# About

This notebook extracts spectral and date features of NAIP images at random points within polygons in the 'polygons_form_naip_images' folder. These polygons are known ice plant and non ice plant locations within a specific NAIP image. 


Once the aoi and years are specified, the notebook samples first polygons labeled as ice plant locations and then polygons labeled as non-ice plant locations. Two methods for sampling polygons are implemented in the `extracting_points_from_polygons,` and both are used in this notebook. The first one, `naip_sample_proportion`, samples a fixed fraction of the points in each polygon. The second one, `naip_sample_sliding`, samples a fixed fraction of the points in each polygon up to a maximum number of points. Polygons vary greatly in size, so simply sampling a fraction of the points in each polygon would result in an over-sampling of bigger polygons (most often those corresponding to non-ice plant locations), which in turn would unbalance the training set towards one label. The parameters used in this notebook were determined to obtain a final training set with a 3:1 proportion of non-ice plant to ice plant points. 

**NOTEBOOK VARIABLES:**

- `aois` (array): These are the areas of interest from which the polygons we want to sample were collected. Must be a subset of: `['campus_lagoon','carpinteria','gaviota','point_conception']`. 

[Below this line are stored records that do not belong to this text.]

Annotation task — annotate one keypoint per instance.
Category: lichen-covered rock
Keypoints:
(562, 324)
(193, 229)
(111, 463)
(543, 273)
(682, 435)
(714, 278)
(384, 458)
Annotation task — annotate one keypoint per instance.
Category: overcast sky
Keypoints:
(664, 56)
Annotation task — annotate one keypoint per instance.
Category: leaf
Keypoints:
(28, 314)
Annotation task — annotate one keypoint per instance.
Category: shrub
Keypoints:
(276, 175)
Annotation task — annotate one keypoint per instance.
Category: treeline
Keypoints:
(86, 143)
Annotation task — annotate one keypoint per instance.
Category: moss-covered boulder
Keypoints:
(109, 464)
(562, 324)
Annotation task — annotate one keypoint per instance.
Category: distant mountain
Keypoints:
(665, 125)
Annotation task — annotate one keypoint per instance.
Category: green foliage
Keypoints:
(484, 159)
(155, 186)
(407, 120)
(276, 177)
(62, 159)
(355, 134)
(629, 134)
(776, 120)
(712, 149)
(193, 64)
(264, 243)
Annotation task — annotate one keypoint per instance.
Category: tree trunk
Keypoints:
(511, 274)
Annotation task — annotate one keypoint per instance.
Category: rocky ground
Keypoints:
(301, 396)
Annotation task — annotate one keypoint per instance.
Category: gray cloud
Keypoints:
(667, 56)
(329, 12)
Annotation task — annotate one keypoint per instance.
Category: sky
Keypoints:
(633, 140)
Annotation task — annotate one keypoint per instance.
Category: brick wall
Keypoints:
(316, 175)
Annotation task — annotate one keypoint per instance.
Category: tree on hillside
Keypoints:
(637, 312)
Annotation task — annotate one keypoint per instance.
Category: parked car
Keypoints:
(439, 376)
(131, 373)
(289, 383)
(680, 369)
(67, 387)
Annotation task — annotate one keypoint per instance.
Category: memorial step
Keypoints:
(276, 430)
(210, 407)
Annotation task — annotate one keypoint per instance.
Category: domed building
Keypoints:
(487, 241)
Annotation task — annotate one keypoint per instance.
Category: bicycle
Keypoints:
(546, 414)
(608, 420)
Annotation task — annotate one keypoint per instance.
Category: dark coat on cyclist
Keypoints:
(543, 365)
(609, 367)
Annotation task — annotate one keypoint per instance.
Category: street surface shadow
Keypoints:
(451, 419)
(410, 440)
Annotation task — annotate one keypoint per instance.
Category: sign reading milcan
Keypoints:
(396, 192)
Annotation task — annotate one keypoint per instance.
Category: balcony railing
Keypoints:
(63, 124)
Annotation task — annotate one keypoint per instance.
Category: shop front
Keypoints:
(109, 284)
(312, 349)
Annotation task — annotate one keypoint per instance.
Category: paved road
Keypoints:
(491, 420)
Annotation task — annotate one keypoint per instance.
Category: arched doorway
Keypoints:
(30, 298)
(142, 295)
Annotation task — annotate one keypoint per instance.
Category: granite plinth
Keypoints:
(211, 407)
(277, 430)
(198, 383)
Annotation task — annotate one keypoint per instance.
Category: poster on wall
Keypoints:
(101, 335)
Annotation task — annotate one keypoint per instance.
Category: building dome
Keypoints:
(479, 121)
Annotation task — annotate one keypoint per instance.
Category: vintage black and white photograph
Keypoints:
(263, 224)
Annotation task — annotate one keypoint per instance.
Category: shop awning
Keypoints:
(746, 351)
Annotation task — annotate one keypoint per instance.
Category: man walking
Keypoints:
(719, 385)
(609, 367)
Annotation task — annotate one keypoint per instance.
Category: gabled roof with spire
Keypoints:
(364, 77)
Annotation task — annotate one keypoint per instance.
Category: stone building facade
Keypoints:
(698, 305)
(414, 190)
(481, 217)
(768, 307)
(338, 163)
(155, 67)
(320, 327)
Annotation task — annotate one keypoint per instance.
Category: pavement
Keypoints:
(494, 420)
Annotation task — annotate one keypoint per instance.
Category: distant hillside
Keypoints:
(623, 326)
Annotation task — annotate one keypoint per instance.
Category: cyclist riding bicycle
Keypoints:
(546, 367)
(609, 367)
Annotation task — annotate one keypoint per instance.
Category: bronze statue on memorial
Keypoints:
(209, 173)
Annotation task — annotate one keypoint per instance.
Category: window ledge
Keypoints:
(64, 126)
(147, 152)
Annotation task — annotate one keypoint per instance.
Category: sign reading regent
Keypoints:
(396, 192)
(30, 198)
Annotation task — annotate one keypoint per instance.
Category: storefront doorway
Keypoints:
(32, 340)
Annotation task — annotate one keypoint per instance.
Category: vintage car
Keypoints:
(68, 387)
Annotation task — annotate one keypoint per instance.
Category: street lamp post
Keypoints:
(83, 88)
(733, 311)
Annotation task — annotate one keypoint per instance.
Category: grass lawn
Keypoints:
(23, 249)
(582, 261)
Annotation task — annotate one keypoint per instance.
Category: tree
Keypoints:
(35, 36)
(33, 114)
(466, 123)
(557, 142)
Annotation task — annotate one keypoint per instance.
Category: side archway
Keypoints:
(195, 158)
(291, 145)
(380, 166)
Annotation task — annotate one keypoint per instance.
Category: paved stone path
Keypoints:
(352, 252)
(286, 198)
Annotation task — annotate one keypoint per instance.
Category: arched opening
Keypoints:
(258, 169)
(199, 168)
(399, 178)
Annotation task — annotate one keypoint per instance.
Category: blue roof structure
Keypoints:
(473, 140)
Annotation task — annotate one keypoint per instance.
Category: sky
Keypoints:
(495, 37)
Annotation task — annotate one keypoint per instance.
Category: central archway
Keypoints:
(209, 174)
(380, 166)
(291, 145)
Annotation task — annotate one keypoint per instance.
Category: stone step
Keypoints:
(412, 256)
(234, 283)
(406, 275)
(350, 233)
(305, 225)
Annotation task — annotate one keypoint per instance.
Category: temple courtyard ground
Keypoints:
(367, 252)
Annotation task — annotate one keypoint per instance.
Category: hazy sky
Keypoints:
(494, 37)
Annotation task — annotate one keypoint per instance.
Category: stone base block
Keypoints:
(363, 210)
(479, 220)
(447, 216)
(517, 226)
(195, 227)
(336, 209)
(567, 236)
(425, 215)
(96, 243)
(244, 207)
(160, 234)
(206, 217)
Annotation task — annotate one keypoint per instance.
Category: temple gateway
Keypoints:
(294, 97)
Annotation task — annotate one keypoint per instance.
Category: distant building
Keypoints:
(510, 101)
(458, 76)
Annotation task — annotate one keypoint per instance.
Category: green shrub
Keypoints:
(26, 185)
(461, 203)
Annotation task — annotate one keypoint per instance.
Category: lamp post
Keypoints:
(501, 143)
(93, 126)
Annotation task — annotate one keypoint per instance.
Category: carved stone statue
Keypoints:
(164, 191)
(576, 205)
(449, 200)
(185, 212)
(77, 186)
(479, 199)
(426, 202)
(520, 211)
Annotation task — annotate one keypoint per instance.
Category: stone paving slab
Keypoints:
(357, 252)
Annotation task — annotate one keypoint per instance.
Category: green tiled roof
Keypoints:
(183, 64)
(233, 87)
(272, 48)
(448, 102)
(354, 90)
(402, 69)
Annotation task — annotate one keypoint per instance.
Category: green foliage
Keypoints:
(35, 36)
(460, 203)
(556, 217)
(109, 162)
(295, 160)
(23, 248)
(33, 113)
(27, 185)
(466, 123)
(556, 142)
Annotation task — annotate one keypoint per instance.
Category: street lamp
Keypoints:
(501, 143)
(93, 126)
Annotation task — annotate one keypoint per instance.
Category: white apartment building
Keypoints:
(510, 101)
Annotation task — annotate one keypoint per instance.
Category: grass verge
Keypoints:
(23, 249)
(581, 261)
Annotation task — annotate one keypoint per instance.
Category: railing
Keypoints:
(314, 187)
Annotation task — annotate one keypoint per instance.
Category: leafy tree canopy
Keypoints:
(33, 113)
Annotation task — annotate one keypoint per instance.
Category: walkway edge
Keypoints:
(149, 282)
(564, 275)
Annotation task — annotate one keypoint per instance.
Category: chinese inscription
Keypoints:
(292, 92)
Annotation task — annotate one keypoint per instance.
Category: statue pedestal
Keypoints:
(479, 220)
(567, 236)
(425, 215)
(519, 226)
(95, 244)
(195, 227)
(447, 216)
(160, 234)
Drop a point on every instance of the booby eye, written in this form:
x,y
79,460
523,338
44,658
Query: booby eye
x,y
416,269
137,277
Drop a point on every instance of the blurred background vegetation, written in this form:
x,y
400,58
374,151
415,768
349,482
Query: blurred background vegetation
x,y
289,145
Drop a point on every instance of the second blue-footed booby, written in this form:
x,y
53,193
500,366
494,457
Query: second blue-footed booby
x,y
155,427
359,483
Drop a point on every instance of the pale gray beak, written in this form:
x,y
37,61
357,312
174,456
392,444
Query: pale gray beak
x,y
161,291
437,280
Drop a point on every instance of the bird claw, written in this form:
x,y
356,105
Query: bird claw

- `years` (array): can be any subset from `[2012, 2014, 2016, 2018, 2020]`. If aoi = 'point_conception' then 2016 will not be included in the outcome since there are not points to NAIP images to sample from on that year. 

- `sample_fraction` (float in (0,1]): fraction of points to sample from each polygon

- `max_sample` (int): maximum number of points to sample from a polygon

- `verbose` (bool): whether to print as the notebook runs the stats of how many points were sampled per year and aoi 

- `write_stats` (bool): whether to save as a csv the stats of how many points were sampled from each aoi and year

**OUTPUT:**

The output is a dataframe of points with the following features:

- geometry: coordinates of point *p* in the NAIP image's CRS
- naip_id: itemid of the NAIP from which *p* was sampled from
- polygon_id: id of the polygon from which *p* was sampled from
- iceplant: whether point *p* corresponds to a confirmed iceplant location or a confirmed non-iceplant location (0 = non-iceplant, 1 = iceplant)
- r, g, b, nir: Red, Green, Blue and NIR bands values of NAIP scene with naip_id at at cooridnates of point *p*
- ndvi: computed for each point using the Red and NIR bands
- year, month, day_in_year: year, month and day of the year when the NAIP image was collected
- aoi: name of the area of interest where the points were sampled from


The dataframe is then saved in the 'temp' folder as a csv file. Filenames have the structure: `aoi_points_year.csv'`

In [1]:
import numpy as np
import pandas as pd
import matplotlib.pyplot as plt

import os
import geopandas as gpd

import extracting_points_from_polygons as pp
import utility

# Specify notebook variables

In [5]:
# ***************************************************
# ************* NOTEBOOK VARIABLES ******************

#aois = ['campus_lagoon','carpinteria','gaviota','point_conception']
aois = ['campus_lagoon','carpinteria']


# years = array of years, can be any subset from [2012, 2014, 2016, 2018, 2020]
#years = [2012, 2014, 2016, 2018, 2020]
years = [2018,2020]

# sample 90% of pts in each polygon
sample_fraction = 0.9

# maximum number of pts to sample in a polygon
max_sample = 1000

# print stats as notebook runs
verbose = False

# save stats
write_stats = True


# ***************************************************
# ***************************************************

# Sample points

In [4]:
# initialize sampling statistcs df
if write_stats:
    stats = []

# sample points
for aoi in aois:
    for year in years:
        
        if ('point_conception' != aoi) or (year != 2016):  #there's no data for Point Conception on 2016
            
            # open polygons
            fp = pp.path_to_polygons(aoi,year)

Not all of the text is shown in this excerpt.